Global rupture era challenges international law, but stronger powers not always prevail, analysis says
Despite severe violations of international law in wars in Ukraine and the Middle East, the strongest powers have not achieved total victory, an op-ed argues. European initiatives on the Strait of Hormuz and against Israeli settlements suggest a possible shift.

International law and power in modern conflicts
The era of 'global rupture', a term coined by Mark Carney, is often described as 'the law of the jungle', where the strong do what they can and the weak suffer what they must. Russia's invasion of Ukraine, Israel's onslaught on Gaza, and US and Israeli attacks on Iran and Lebanon seem to confirm this bleak view. However, a closer look reveals a different, brighter path.
Russia, once seen as a formidable military power, was expected to overwhelm Ukraine, a much smaller country backed by a divided, fearful West. Even after the war settled into a protracted stalemate, the prevailing belief was that Ukraine was doomed to lose. But the narrative has shifted: Ukraine stands tall.

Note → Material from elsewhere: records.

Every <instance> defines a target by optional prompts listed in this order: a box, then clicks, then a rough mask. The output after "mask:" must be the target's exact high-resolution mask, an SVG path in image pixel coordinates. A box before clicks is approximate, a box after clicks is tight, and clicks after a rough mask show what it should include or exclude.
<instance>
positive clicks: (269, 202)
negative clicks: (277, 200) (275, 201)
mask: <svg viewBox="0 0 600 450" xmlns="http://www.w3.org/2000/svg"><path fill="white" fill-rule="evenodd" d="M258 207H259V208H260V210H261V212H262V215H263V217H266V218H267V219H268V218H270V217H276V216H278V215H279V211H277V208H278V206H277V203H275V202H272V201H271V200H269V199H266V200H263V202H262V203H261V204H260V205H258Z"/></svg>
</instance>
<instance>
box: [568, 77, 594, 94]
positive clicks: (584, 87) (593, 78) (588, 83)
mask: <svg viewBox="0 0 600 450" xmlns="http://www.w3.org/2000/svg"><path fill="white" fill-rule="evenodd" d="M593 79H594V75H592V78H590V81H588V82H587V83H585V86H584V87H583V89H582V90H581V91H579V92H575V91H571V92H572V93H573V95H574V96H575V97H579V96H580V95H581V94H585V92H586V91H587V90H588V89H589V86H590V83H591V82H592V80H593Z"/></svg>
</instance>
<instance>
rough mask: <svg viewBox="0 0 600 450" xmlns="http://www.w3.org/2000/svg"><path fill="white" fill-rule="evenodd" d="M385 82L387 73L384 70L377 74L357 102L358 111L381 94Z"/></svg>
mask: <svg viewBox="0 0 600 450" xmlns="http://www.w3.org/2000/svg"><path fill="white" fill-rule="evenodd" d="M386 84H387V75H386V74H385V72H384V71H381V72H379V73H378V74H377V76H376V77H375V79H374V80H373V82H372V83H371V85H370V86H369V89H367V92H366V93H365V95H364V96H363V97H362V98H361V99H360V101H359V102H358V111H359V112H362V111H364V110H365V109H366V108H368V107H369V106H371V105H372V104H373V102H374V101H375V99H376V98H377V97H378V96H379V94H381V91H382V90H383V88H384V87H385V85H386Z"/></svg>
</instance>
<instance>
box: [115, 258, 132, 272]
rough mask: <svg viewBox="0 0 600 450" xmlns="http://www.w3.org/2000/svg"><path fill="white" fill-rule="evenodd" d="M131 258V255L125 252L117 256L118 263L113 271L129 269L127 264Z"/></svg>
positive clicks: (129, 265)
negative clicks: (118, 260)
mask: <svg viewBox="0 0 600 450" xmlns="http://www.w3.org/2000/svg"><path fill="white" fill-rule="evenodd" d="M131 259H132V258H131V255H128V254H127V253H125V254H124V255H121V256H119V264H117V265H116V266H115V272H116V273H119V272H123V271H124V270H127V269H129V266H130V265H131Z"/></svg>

In the Middle East, the US and Israel attacked Iran twice in blatant violation of international law. European leaders, initially evasive on legality, eventually acknowledged as much. Four months later, the US and Iran agreed a memorandum of understanding (MoU) reopening the Strait of Hormuz. The MoU de facto recognizes Iranian control over the strait, unfreezes Iranian assets, and temporarily waives oil sanctions as nuclear talks resume. The MoU was the best deal Trump could secure, but not a good one for the US or Israel, and criticism in both countries is mounting. It shows that even the strongest have not prevailed.
Europe's role and initiatives
Europe, which has stood with Kyiv and international law while hypocritically flirting with abandonment in the Middle East, has an opportunity to reaffirm its commitment. Two initiatives offer hope.

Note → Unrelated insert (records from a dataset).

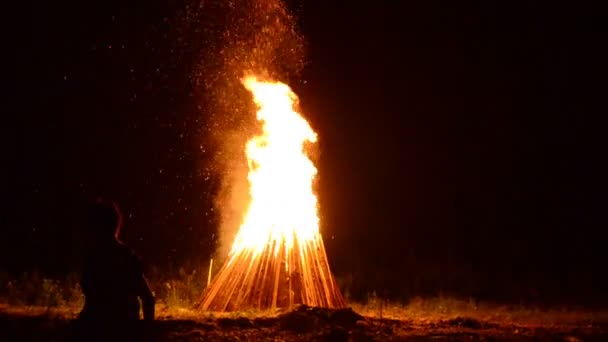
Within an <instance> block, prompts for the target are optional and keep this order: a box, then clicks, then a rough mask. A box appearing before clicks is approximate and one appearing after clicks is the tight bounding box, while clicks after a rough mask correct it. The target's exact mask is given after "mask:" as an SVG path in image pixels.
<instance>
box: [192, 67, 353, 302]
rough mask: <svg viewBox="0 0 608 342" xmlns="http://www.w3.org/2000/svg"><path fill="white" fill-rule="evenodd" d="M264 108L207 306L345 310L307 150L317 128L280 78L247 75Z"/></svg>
mask: <svg viewBox="0 0 608 342" xmlns="http://www.w3.org/2000/svg"><path fill="white" fill-rule="evenodd" d="M243 84H244V85H245V87H246V88H247V89H248V90H250V91H251V92H252V93H253V96H254V100H255V102H256V104H257V105H258V107H259V110H258V112H257V118H258V120H259V121H261V122H262V124H263V134H262V135H260V136H256V137H254V138H252V139H251V140H250V141H249V142H248V143H247V147H246V154H247V160H248V162H249V174H248V180H249V192H250V196H251V202H250V203H249V207H248V209H247V213H246V215H245V219H244V221H243V224H242V225H241V227H240V229H239V232H238V234H237V236H236V239H235V242H234V244H233V246H232V250H231V252H230V254H229V256H228V260H227V262H226V263H225V264H224V266H223V267H222V269H221V270H220V271H219V272H218V274H217V275H216V276H215V278H214V280H213V281H212V283H211V285H210V286H209V287H208V288H207V290H206V291H205V292H204V293H203V297H202V299H201V301H200V303H199V308H200V309H202V310H213V311H234V310H242V309H261V310H263V309H273V308H286V307H287V308H289V307H293V306H294V305H297V304H306V305H309V306H319V307H328V308H342V307H344V306H345V305H346V304H345V301H344V298H343V297H342V294H341V293H340V290H339V289H338V287H337V285H336V282H335V280H334V278H333V276H332V274H331V271H330V268H329V263H328V261H327V256H326V253H325V247H324V246H323V240H322V237H321V234H320V232H319V217H318V203H317V198H316V196H315V194H314V193H313V190H312V184H313V180H314V178H315V175H316V173H317V169H316V168H315V166H314V164H313V163H312V161H311V160H310V159H309V157H308V155H307V154H306V152H305V146H304V145H305V143H315V142H316V140H317V135H316V133H315V132H314V131H313V130H312V128H311V127H310V125H309V124H308V122H306V120H305V119H304V118H303V117H302V116H301V115H300V114H299V113H298V112H297V111H295V110H294V106H295V105H296V103H297V96H296V95H295V94H294V93H293V92H292V91H291V89H290V88H289V87H288V86H287V85H285V84H283V83H279V82H262V81H259V80H258V79H257V78H255V77H247V78H245V79H244V80H243Z"/></svg>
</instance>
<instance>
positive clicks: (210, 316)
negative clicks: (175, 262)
mask: <svg viewBox="0 0 608 342" xmlns="http://www.w3.org/2000/svg"><path fill="white" fill-rule="evenodd" d="M181 275H182V277H181V279H174V280H164V281H157V282H155V283H153V284H152V287H153V288H154V289H155V290H156V297H157V316H158V317H159V318H160V319H187V320H195V321H204V320H213V319H217V318H239V317H246V318H253V317H267V318H270V317H276V316H277V315H279V314H281V313H283V312H284V310H273V311H242V312H231V313H217V312H199V311H196V310H193V304H194V303H196V301H197V300H198V298H199V296H200V294H201V293H202V291H203V290H204V285H203V283H202V282H197V281H195V280H196V279H195V278H197V275H196V274H195V273H190V274H188V273H185V272H183V274H181ZM2 279H4V280H2ZM0 281H1V282H0V309H2V310H1V311H3V312H9V311H11V310H12V311H18V312H21V313H26V314H32V315H34V314H50V315H59V316H62V317H67V318H71V317H75V316H76V315H77V313H78V312H79V311H80V309H81V308H82V305H83V303H84V298H83V296H82V293H81V292H80V288H79V286H78V282H77V277H75V276H74V275H72V276H70V277H67V278H66V279H63V280H53V279H47V278H45V277H43V276H41V275H39V274H35V273H29V274H27V273H26V274H24V275H22V277H20V278H19V279H16V280H15V279H13V280H8V278H7V277H6V276H5V275H0ZM349 305H350V306H351V307H352V309H353V310H354V311H356V312H358V313H360V314H361V315H363V316H366V317H372V318H377V319H394V320H405V321H414V322H422V323H424V322H437V321H442V320H449V319H454V318H459V317H460V318H462V317H466V318H471V319H475V320H477V321H483V322H493V323H499V324H503V325H504V324H513V325H519V326H559V325H579V326H580V325H590V324H594V323H597V322H603V323H606V322H608V311H590V310H582V309H571V308H561V309H548V310H541V309H538V308H535V307H527V306H522V305H499V304H492V303H478V302H477V301H475V300H472V299H471V300H461V299H455V298H445V297H435V298H424V299H423V298H416V299H414V300H411V301H410V302H409V303H397V302H390V301H387V300H383V299H381V298H378V297H371V298H370V299H369V300H368V301H367V302H366V303H357V302H350V303H349Z"/></svg>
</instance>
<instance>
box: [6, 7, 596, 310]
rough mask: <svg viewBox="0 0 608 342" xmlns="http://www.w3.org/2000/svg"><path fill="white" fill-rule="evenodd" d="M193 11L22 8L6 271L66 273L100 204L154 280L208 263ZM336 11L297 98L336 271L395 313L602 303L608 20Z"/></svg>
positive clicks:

A coalition of about 40 countries, led by France and the UK, has assembled a taskforce to be deployed to the Strait of Hormuz to clear mines and secure the waterway. This signals Europe's willingness to play an active, constructive role. However, the operation will likely not proceed: the US is not interested, and Iran rejects the idea of European warships in the strait.

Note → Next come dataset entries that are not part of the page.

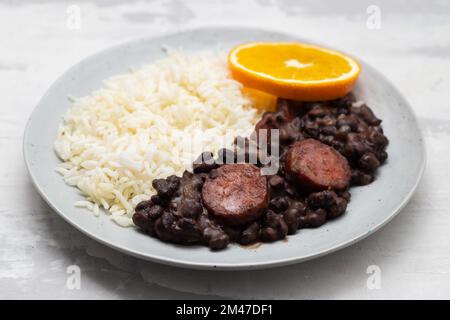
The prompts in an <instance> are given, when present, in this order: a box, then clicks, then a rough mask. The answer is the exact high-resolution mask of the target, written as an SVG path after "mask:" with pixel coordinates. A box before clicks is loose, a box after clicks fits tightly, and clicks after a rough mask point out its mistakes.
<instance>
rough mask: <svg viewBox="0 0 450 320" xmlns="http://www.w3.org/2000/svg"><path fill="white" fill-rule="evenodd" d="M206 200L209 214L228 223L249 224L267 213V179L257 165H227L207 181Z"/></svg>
mask: <svg viewBox="0 0 450 320" xmlns="http://www.w3.org/2000/svg"><path fill="white" fill-rule="evenodd" d="M202 198H203V203H204V204H205V206H206V208H207V209H208V210H209V212H211V213H212V214H213V215H214V216H216V217H217V218H218V219H220V220H221V221H223V222H224V223H226V224H229V225H240V224H245V223H248V222H250V221H253V220H255V219H257V218H258V217H259V216H260V215H261V214H262V213H264V212H265V210H266V209H267V205H268V198H269V196H268V188H267V181H266V177H265V176H262V175H261V173H260V169H259V168H258V167H256V166H255V165H253V164H248V163H239V164H226V165H223V166H221V167H220V168H218V169H216V170H215V171H213V172H212V173H211V174H210V176H209V177H208V178H207V179H206V181H205V183H204V185H203V189H202Z"/></svg>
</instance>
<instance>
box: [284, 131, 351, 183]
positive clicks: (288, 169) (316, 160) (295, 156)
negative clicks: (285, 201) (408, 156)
mask: <svg viewBox="0 0 450 320" xmlns="http://www.w3.org/2000/svg"><path fill="white" fill-rule="evenodd" d="M285 169H286V173H287V174H289V175H291V176H293V177H294V178H295V179H296V180H297V182H298V183H299V185H300V186H301V187H303V188H305V189H307V190H314V191H318V190H325V189H336V190H340V189H345V188H347V186H348V184H349V182H350V178H351V171H350V167H349V165H348V162H347V159H345V158H344V157H343V156H342V155H341V154H340V153H339V152H337V151H336V150H335V149H333V148H332V147H330V146H328V145H326V144H323V143H322V142H320V141H317V140H314V139H305V140H301V141H298V142H296V143H294V144H293V145H292V146H291V147H290V149H289V150H288V152H287V153H286V165H285Z"/></svg>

A more concrete and useful initiative has quietly taken shape. Norway, with strong political credentials in the Middle East and expertise in the law of the sea, has provided legal counsel to Iran, Oman, Pakistan, and Qatari mediators to ensure post-strait arrangements comply with the UN Convention on the Law of the Sea (UNCLOS) principle of freedom of navigation. Although the US, Iran, and Israel are not parties to UNCLOS, both Washington and Tehran are interested in respecting its terms in the strait.
Israel and the EU
European credibility remains in shreds regarding the Israeli-Palestinian conflict. European 'concern' about Israeli actions has not translated into meaningful policy. Israel remains completely unaccountable for its war crimes, crimes against humanity, and possibly genocide in Gaza. European governments have shielded Israel from its international legal obligations.
But change may be on the horizon. EU sanctions on Israeli ministers Itamar Ben-Gvir and Bezalel Smotrich require unanimity, which is unattainable. A more significant move would be banning imports from illegal Israeli settlements in the occupied West Bank, requiring only a qualified majority vote. A majority of member states already support this. Italy, once opposed, has signalled a possible shift. Germany remains the only large country in opposition, arguing the ban would be reminiscent of Nazi discrimination against Jews – an argument called obscene.
EU high representative Kaja Kallas, pushed by a majority of member states, has formally asked the European Commission to table a proposal. Commission president Ursula von der Leyen may still obfuscate. But the indefensibility of EU trade with Israeli settlements is clear.